É verdade que muitas destas frases são de
efeito lógico, mas algumas o fazem com humor incontido.
Imaginemos, por exemplo, que o grave alemão Goethe
disse “você se conhece? Eu me conheci e saí
correndo”. Independentemente da picardia, porém,
há autores, como é o caso do pensador italiano
Norberto Bobbio, que extraindo moral da história
afirma que “o labirinto nos ensina não é
onde está a saída, mas quais os caminhos que
nos levam a lugar nenhum”.
A sentença dada em favor do sofrimento sugere outra
citação, também fatal, de Otto Lara
Resende que, costurando a apologia da infância com
a ação consciente da vida, contrasta a experiência
da apatia dizendo que “uma criança vê
o que um adulto não vê. Tem olhos atentos e
limpos para o espetáculo do mundo. O poeta é
capaz de ver pela primeira vez o que de tão visto
ninguém vê. Há pai que nunca viu o próprio
filho. Marido que nunca viu a própria mulher. Isso existe
às pampas. Nossos olhos se gastam no dia-a-dia, opacos.
É por aí que se instala no coração
o monstro da indiferença”.
Mas há também trechos que selecionei que falam
de amor. Nesta linha, correm alguns dos meus favoritos dizeres.

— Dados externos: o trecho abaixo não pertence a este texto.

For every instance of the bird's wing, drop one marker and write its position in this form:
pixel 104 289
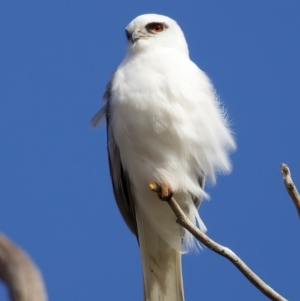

Guimarães Rosa não poderia faltar e dele tenho
esta tirada: “qualquer amor já é um
pouquinho de saúde”. E sobre o risco da entrega
ao amor, do cancioneiro nacional, selecionei uma passagem
que me é bastante querida: “deixe que o beijo
dure, deixe que o tempo cure”, seus autores, Jorge
Drexler e Zélia Duncan, assumem a inevitabilidade
da paixão e suas compensações na desilusão
marcada pelo tempo que tudo apaga. Complemento desta “lição”,
recortei duas frases de Lacan quem são preciosas,
uma bem humorada e outra inscrita na gravidade do moderno
pensamento psicoanalítico: “não deixe
para amanhã a dieta que você pode fazer adiar
hoje” e “todo o saber é defesa contra
o desejo”.
É evidente que não poderia terminar sem o
registro de outras frases. Na verdade apoio-me em duas que
se enlaçam num beijo de despedida. Pierre Marivaux
recorda que “escutar bem é quase responder”
e Wilson Mizner arremata afirmando que “se você
rouba idéias de um autor, é plágio.
Se rouba de muitos autores, é pesquisa”.
Meus caros leitores, espero que ao escutar estas palavras
eu tenha respondido a algumas questões pessoais e
que considerem o que fiz nesta crônica foi relatar
uma pesquisa, não plagiar vários autores.